How to Build Trust and Enhance Your Influence with Content Marketing
“Know, like, trust.
At its essence, those three things are why we do content marketing. And if you’re not hitting all three, you’re likely not enjoying success with your content.
Traditional marketing is big on the know — it’s all about creating awareness in the marketplace. Add in some clever messaging to prompt some level of liking, and mission accomplished, right?
It’s as if awareness of a brand is enough to spark trust. And it’s true — we do tend to prefer brands that we know, even if there’s no true difference between one product and a generic one.
But when it comes down to choosing between two or more brands, trust becomes critical. This is one of the benefits that content marketers have over competitors who don’t create and freely share valuable information — and it can be substantial if done correctly.
Trust works on many levels:
- Do you do what you say you’re going to do?
- Are your products and services solid?
- Do you treat customers fairly?
- Will you be in business next year?
- Do you abide by the core values you claim?
Content marketing allows you to tell stories that touch on each of these over time. Even more, your brand can be viewed as not only trustworthy, but generous. Even selfless.
The art of disinterested goodwill
In terms of persuasion techniques dating back to the time of Aristotle, ethos is an appeal to the authority, honesty, and credibility of the person speaking or writing.
And that’s exactly what builds trust and influence when content marketing is done well.
Aristotle also thought that a key component of effective ethos was a combination of likability and selflessness, which he characterized as ‘disinterested goodwill.’
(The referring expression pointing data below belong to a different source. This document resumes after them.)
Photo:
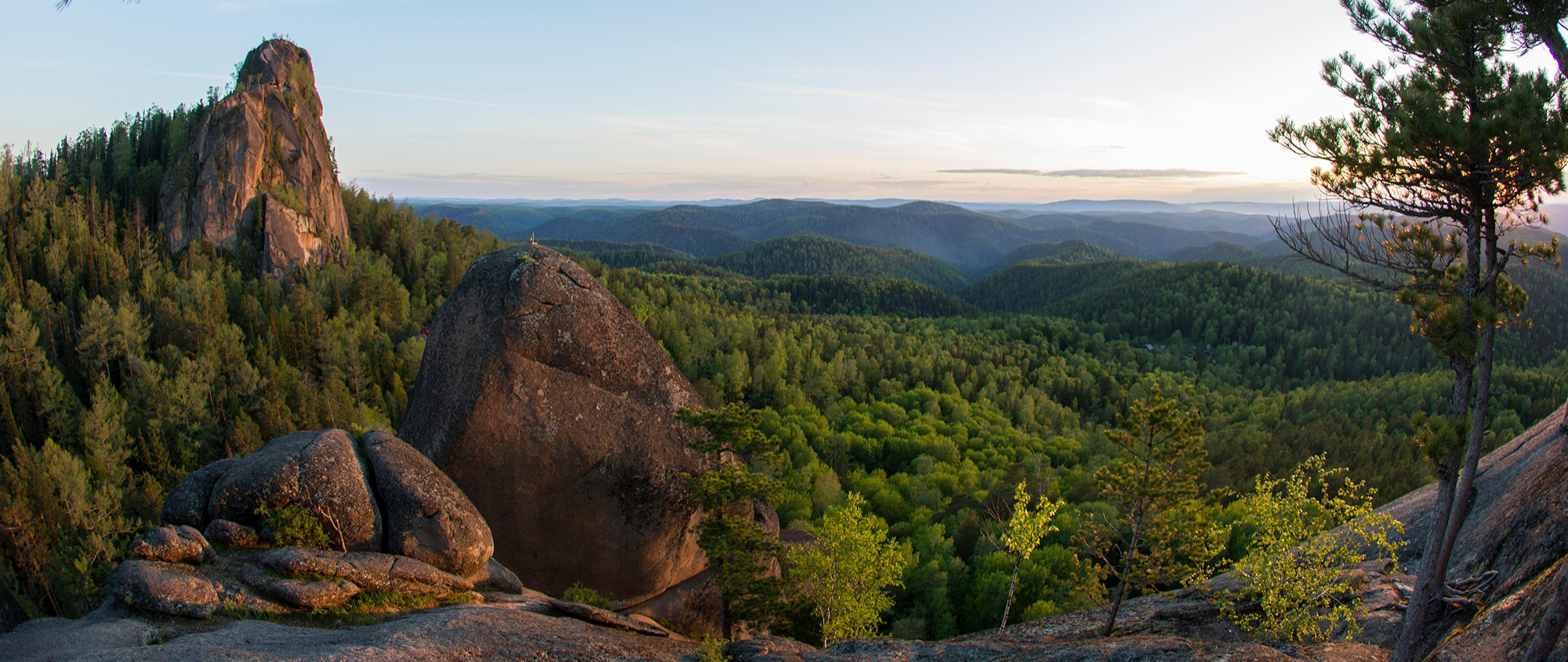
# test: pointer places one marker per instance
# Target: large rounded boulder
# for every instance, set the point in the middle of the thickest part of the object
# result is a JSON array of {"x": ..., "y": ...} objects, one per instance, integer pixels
[
  {"x": 318, "y": 469},
  {"x": 427, "y": 516},
  {"x": 554, "y": 410}
]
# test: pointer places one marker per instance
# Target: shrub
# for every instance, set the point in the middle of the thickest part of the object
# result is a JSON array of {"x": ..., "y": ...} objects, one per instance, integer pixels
[
  {"x": 581, "y": 593},
  {"x": 294, "y": 526},
  {"x": 1294, "y": 562}
]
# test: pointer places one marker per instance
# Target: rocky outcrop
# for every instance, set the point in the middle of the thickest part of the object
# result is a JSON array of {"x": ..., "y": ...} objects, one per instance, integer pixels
[
  {"x": 374, "y": 494},
  {"x": 231, "y": 534},
  {"x": 429, "y": 518},
  {"x": 465, "y": 631},
  {"x": 319, "y": 471},
  {"x": 187, "y": 502},
  {"x": 1519, "y": 529},
  {"x": 260, "y": 176},
  {"x": 175, "y": 544},
  {"x": 368, "y": 570},
  {"x": 554, "y": 410},
  {"x": 164, "y": 587}
]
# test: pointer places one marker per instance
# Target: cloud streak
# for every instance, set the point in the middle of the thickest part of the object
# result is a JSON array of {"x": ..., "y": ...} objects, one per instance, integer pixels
[
  {"x": 1119, "y": 173},
  {"x": 421, "y": 96}
]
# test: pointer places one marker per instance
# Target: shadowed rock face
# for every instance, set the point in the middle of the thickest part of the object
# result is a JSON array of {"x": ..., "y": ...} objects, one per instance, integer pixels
[
  {"x": 1519, "y": 527},
  {"x": 258, "y": 176},
  {"x": 318, "y": 469},
  {"x": 554, "y": 410}
]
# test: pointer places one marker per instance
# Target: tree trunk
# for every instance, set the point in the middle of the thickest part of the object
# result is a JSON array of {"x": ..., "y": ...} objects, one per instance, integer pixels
[
  {"x": 1011, "y": 587},
  {"x": 1122, "y": 584},
  {"x": 1431, "y": 576},
  {"x": 724, "y": 618},
  {"x": 1465, "y": 491},
  {"x": 1552, "y": 624}
]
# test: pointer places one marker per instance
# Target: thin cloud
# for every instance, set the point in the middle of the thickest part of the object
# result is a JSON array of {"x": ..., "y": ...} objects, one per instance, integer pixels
[
  {"x": 421, "y": 96},
  {"x": 178, "y": 74},
  {"x": 1120, "y": 173}
]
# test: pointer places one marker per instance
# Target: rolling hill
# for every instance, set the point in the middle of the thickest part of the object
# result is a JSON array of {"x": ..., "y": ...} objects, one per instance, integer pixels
[
  {"x": 1058, "y": 253},
  {"x": 819, "y": 256},
  {"x": 517, "y": 222},
  {"x": 965, "y": 239},
  {"x": 1218, "y": 251}
]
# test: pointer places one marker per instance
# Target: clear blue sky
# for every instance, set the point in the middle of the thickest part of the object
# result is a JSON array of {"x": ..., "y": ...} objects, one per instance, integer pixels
[{"x": 730, "y": 99}]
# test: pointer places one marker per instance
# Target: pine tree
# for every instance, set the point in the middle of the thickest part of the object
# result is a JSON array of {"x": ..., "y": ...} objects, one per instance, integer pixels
[
  {"x": 1163, "y": 534},
  {"x": 1456, "y": 148}
]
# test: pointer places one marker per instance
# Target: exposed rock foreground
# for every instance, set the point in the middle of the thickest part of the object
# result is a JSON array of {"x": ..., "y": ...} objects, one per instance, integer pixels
[
  {"x": 545, "y": 399},
  {"x": 260, "y": 176},
  {"x": 376, "y": 494},
  {"x": 1517, "y": 529}
]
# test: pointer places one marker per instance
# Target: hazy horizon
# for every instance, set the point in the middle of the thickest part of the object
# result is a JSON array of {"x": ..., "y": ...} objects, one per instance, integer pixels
[{"x": 998, "y": 103}]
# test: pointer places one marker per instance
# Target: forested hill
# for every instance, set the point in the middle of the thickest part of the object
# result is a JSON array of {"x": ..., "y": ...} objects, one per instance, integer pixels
[
  {"x": 517, "y": 222},
  {"x": 1070, "y": 251},
  {"x": 960, "y": 237},
  {"x": 819, "y": 256},
  {"x": 125, "y": 367},
  {"x": 1304, "y": 328}
]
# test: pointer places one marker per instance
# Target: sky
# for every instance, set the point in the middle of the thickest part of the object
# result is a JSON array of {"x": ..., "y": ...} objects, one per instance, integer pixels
[{"x": 962, "y": 101}]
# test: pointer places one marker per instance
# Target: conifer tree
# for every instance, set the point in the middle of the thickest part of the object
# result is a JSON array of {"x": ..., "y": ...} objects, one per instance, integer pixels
[
  {"x": 1454, "y": 148},
  {"x": 742, "y": 555},
  {"x": 1163, "y": 534}
]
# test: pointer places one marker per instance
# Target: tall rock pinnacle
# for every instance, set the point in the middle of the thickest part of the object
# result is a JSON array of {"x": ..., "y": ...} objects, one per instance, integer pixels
[{"x": 260, "y": 176}]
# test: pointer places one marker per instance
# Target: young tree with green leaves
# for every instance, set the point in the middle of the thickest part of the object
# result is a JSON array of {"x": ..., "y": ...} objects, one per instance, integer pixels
[
  {"x": 848, "y": 568},
  {"x": 1163, "y": 534},
  {"x": 739, "y": 551},
  {"x": 1456, "y": 148},
  {"x": 1296, "y": 557},
  {"x": 1022, "y": 534}
]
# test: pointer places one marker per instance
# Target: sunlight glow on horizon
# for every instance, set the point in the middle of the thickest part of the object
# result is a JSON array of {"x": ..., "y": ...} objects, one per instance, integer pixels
[{"x": 1001, "y": 101}]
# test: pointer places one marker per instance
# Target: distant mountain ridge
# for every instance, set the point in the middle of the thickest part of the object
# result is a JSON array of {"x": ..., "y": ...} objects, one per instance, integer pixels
[{"x": 965, "y": 239}]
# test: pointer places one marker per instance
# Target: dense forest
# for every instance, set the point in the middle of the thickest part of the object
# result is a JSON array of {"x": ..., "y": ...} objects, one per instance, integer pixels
[{"x": 125, "y": 369}]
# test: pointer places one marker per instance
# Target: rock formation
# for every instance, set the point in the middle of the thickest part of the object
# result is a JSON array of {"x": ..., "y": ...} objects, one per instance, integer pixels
[
  {"x": 1519, "y": 529},
  {"x": 260, "y": 175},
  {"x": 344, "y": 483},
  {"x": 554, "y": 410}
]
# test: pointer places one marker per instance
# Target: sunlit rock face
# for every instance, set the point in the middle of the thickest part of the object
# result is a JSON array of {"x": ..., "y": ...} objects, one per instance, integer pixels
[
  {"x": 554, "y": 410},
  {"x": 258, "y": 178}
]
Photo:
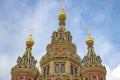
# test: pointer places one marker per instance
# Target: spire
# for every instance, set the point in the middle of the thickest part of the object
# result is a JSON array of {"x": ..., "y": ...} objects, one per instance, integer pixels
[
  {"x": 91, "y": 58},
  {"x": 62, "y": 17},
  {"x": 89, "y": 40}
]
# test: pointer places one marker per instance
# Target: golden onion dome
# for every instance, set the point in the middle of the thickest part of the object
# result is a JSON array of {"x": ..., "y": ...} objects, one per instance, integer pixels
[
  {"x": 89, "y": 41},
  {"x": 62, "y": 16},
  {"x": 29, "y": 41}
]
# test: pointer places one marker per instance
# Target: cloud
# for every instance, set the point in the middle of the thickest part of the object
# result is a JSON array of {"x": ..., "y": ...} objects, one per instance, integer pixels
[{"x": 42, "y": 15}]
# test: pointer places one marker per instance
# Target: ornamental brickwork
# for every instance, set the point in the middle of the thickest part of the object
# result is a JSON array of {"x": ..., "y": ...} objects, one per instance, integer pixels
[{"x": 61, "y": 62}]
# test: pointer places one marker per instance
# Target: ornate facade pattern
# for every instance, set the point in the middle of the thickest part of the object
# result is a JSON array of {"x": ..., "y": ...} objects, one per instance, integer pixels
[{"x": 61, "y": 62}]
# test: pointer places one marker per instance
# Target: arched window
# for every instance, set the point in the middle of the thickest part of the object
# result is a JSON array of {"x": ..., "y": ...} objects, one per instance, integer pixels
[
  {"x": 48, "y": 70},
  {"x": 71, "y": 70},
  {"x": 94, "y": 78},
  {"x": 57, "y": 68},
  {"x": 44, "y": 74},
  {"x": 75, "y": 70},
  {"x": 62, "y": 68}
]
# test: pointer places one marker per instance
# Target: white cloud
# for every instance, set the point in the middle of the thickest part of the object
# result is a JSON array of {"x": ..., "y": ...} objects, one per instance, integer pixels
[
  {"x": 41, "y": 16},
  {"x": 113, "y": 74}
]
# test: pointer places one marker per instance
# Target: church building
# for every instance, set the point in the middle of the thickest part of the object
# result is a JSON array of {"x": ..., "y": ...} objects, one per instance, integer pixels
[{"x": 61, "y": 61}]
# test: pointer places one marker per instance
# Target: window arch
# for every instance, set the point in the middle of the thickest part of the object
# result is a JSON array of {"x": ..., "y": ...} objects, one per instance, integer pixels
[
  {"x": 62, "y": 68},
  {"x": 44, "y": 72},
  {"x": 71, "y": 70},
  {"x": 48, "y": 70},
  {"x": 94, "y": 78},
  {"x": 57, "y": 68}
]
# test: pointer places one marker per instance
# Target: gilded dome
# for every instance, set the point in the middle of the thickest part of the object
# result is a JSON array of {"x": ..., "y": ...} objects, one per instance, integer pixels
[
  {"x": 62, "y": 16},
  {"x": 30, "y": 41}
]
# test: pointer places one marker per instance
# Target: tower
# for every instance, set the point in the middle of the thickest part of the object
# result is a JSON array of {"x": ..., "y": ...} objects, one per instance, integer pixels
[
  {"x": 61, "y": 61},
  {"x": 92, "y": 68},
  {"x": 25, "y": 69}
]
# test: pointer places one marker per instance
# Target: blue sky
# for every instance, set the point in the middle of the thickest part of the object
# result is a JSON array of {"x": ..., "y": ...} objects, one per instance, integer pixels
[{"x": 18, "y": 16}]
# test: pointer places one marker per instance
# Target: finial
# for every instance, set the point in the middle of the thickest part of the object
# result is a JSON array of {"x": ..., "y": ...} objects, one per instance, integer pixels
[
  {"x": 62, "y": 6},
  {"x": 31, "y": 30},
  {"x": 89, "y": 31}
]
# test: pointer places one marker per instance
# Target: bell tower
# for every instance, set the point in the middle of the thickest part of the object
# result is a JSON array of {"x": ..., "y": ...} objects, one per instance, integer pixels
[
  {"x": 25, "y": 69},
  {"x": 92, "y": 68},
  {"x": 61, "y": 61}
]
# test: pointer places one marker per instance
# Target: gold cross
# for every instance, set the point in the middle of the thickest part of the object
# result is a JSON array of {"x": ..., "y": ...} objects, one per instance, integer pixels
[
  {"x": 31, "y": 30},
  {"x": 89, "y": 31}
]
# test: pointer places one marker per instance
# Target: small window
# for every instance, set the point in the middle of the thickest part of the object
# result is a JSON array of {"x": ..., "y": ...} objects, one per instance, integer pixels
[
  {"x": 48, "y": 70},
  {"x": 62, "y": 68},
  {"x": 57, "y": 68}
]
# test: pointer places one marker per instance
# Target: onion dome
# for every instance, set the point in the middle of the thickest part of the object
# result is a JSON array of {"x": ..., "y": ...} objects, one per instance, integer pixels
[
  {"x": 29, "y": 42},
  {"x": 62, "y": 16}
]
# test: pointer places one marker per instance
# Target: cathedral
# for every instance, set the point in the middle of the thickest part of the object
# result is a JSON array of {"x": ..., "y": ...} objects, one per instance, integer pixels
[{"x": 61, "y": 61}]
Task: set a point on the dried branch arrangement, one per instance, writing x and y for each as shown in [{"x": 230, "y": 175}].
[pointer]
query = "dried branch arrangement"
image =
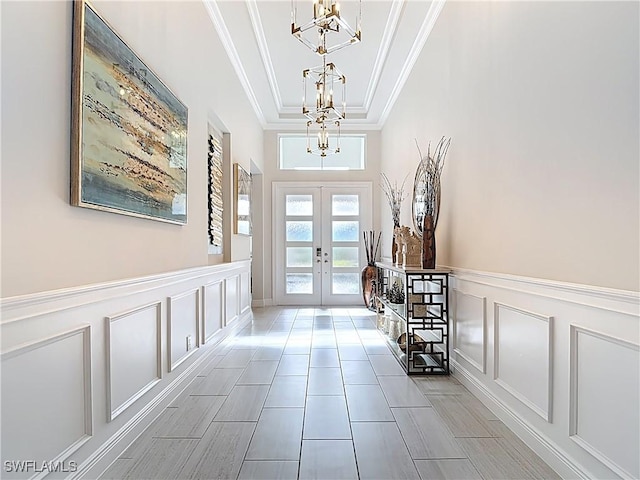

Disinterest here doesn’t mean you don’t care if you get a beneficial outcome — it means you serve your audience whether or not you get that benefit from any particular person.
When you give away quality content that’s so good you could have charged money for it, you’re acting with ‘disinterested goodwill.’ That means your audience received value regardless of whether they ever pay you a dime.
It’s this very aspect of content marketing that makes it unacceptable to some business people. The thought of providing something valuable to ‘freeloaders’ just drives them nuts.
I’ve been giving away free, valuable content for 19 years, and all eight successful businesses I’ve started were powered by it. I have complete faith that I’m going to get benefits back — and the know, like, and trust I earn is the entire reason.
Just the act of performing content marketing triggers the power of disinterested goodwill. Lacking that, there are techniques that persuaders use to achieve the same goal.”